Hay mañanas, al despertar, que el cuerpo emite ciertas señales. Algunas ya las conoces pues te sabes de memoria el recorrido de tus dolores. Desde el sonido a cloaca atascada de tu intestino hasta ese dolor neuropático en tu nervio periférico. Y te dices a ti mismo que los recursos del cuerpo humano para soportar el sufrimiento son infinitos. Pero hay días que esos recursos carecen de plasticidad. Entonces amanece como si estuvieras sentado ante la fogata de tu propio desastre.
Esa mañana la empecé escribiendo esta columna. Bajé al bar de la plaza. El camarero me pasó los periódicos locales. Pedí un cortado doble y un croissant. Necesitaba el efecto de una ducha fría pues tenía el cuerpo como una ventana sin bisagras.
Según la prensa local, la ciudad tenía sus vaivenes, como el grupo de zumba, el whatsapp familiar o la lista de la compra. Había días, semanas o meses que no pasaba nada reseñable. Como si la vida se hubiera quedado en punto muerto. Entonces, salvo que Osasuna estuviera a punto de Champions, o al borde del colapso, la ciudad languidecía y te daban ganas de saltar al vacío.
Sin embargo, últimamente, pareciera que la ciudad aspiraba a no aburrirse nunca pues ardía de actos, convocatorias, eventos, congresos, citas, noticias y gentes importantes que llenaban sus hoteles.
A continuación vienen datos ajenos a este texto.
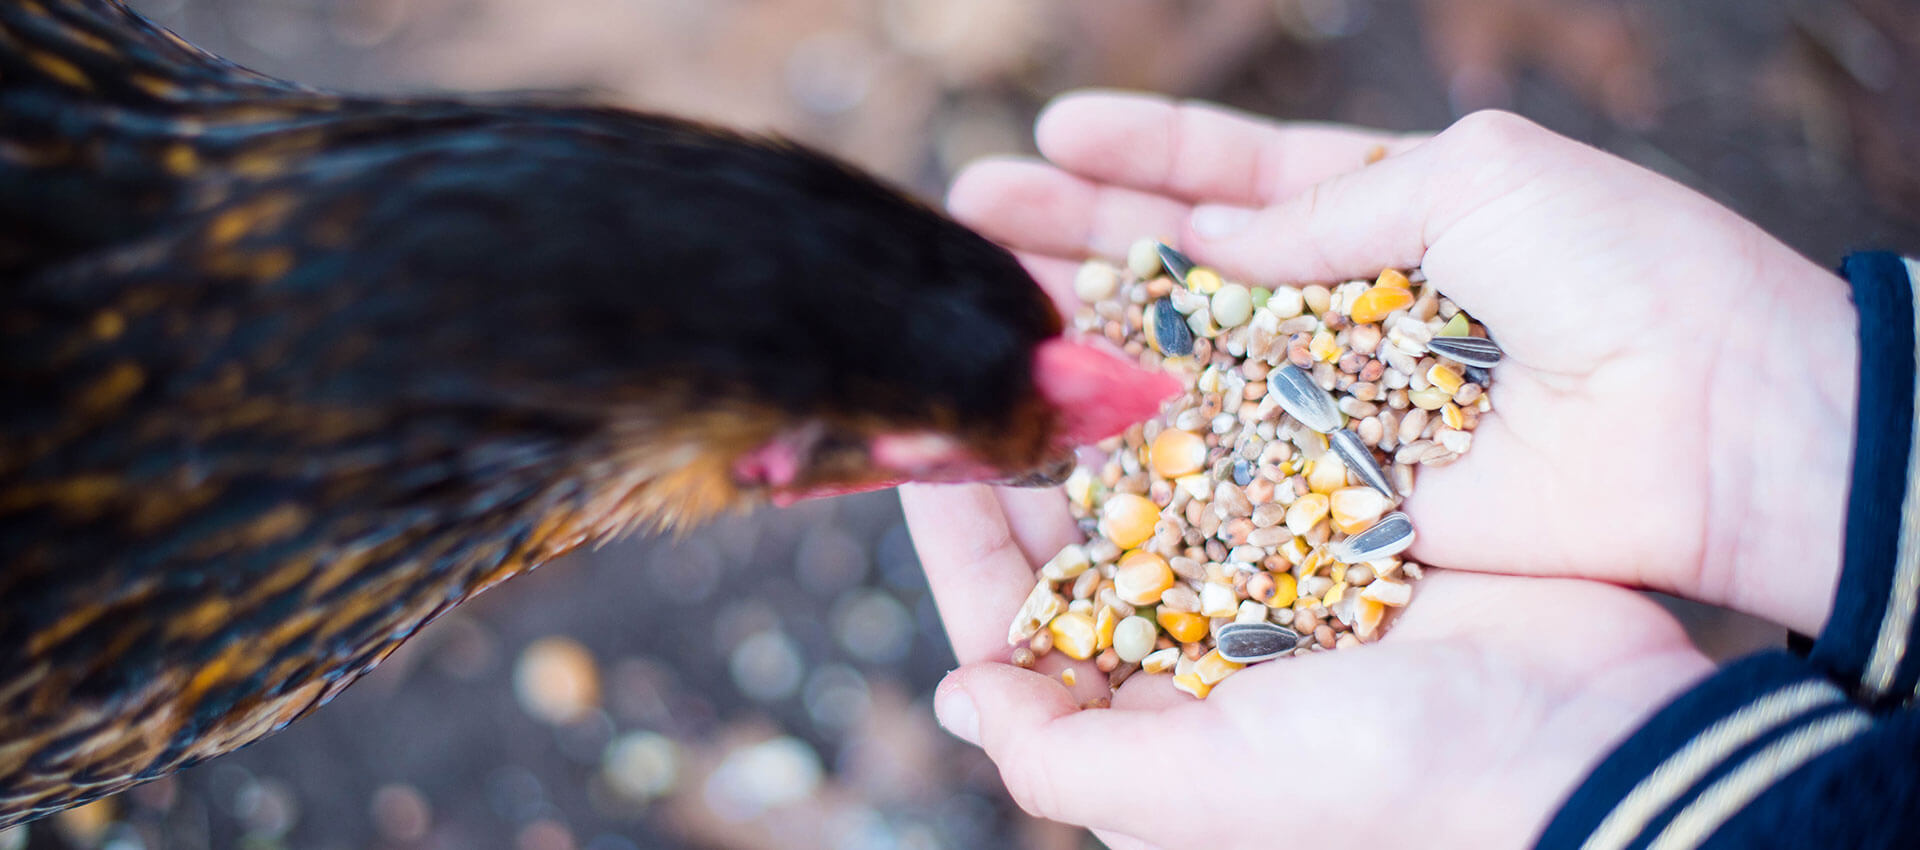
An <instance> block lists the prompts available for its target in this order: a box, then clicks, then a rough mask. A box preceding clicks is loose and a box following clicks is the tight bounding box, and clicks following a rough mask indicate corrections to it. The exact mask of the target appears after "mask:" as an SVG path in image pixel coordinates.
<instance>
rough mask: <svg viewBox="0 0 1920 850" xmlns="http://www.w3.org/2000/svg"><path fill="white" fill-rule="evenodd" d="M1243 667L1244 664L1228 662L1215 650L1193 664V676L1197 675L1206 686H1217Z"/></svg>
mask: <svg viewBox="0 0 1920 850" xmlns="http://www.w3.org/2000/svg"><path fill="white" fill-rule="evenodd" d="M1244 666H1246V664H1240V662H1229V660H1227V656H1223V654H1219V650H1217V649H1215V650H1212V652H1208V654H1204V656H1200V660H1198V662H1194V675H1198V677H1200V681H1202V683H1206V685H1219V683H1221V679H1225V677H1229V675H1233V673H1235V672H1238V670H1240V668H1244Z"/></svg>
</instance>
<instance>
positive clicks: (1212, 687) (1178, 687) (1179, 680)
mask: <svg viewBox="0 0 1920 850" xmlns="http://www.w3.org/2000/svg"><path fill="white" fill-rule="evenodd" d="M1173 687H1175V689H1181V691H1187V693H1190V695H1192V697H1194V698H1196V700H1204V698H1206V695H1210V693H1213V685H1208V683H1204V681H1200V675H1196V673H1190V672H1188V673H1179V675H1175V677H1173Z"/></svg>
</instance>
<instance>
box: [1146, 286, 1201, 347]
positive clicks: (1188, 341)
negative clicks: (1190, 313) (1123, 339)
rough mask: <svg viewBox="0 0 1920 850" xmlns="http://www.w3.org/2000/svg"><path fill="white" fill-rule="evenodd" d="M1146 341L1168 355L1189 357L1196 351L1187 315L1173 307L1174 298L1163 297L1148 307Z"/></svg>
mask: <svg viewBox="0 0 1920 850" xmlns="http://www.w3.org/2000/svg"><path fill="white" fill-rule="evenodd" d="M1146 313H1148V315H1146V328H1148V334H1146V342H1152V343H1154V349H1158V351H1160V353H1164V355H1167V357H1187V355H1190V353H1194V332H1192V328H1188V326H1187V317H1183V315H1181V311H1177V309H1173V299H1169V297H1162V299H1160V301H1154V305H1152V307H1148V309H1146Z"/></svg>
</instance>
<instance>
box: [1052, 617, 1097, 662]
mask: <svg viewBox="0 0 1920 850" xmlns="http://www.w3.org/2000/svg"><path fill="white" fill-rule="evenodd" d="M1046 631H1052V633H1054V649H1058V650H1062V652H1066V654H1068V658H1073V660H1077V662H1083V660H1087V658H1092V654H1094V652H1098V650H1096V649H1094V647H1096V645H1098V639H1096V637H1094V627H1092V618H1091V616H1087V614H1081V612H1066V614H1060V616H1056V618H1054V622H1052V624H1048V626H1046Z"/></svg>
Desde las noticias del TAV por llegar sin oposición popular alguna, los Encuentros de Pamplona, la IA aplicada a las listas de salud, la ampliación traicionera de la macrogranja de Caparroso, la declaración de zonas tensionadas en Pamplona, el turismo invasivo con el aval del SF365, los Caídos, la inmigración emitida por los bocachanclas de Vox, la escasez de plazas de albergue para personas sin hogar, las huelgas de médicos y educación, las manifestaciones contra Israel, la champions Burger o la nueva temporada de churros de la Mañueta; todo servía para clavarle un tenedor al presente.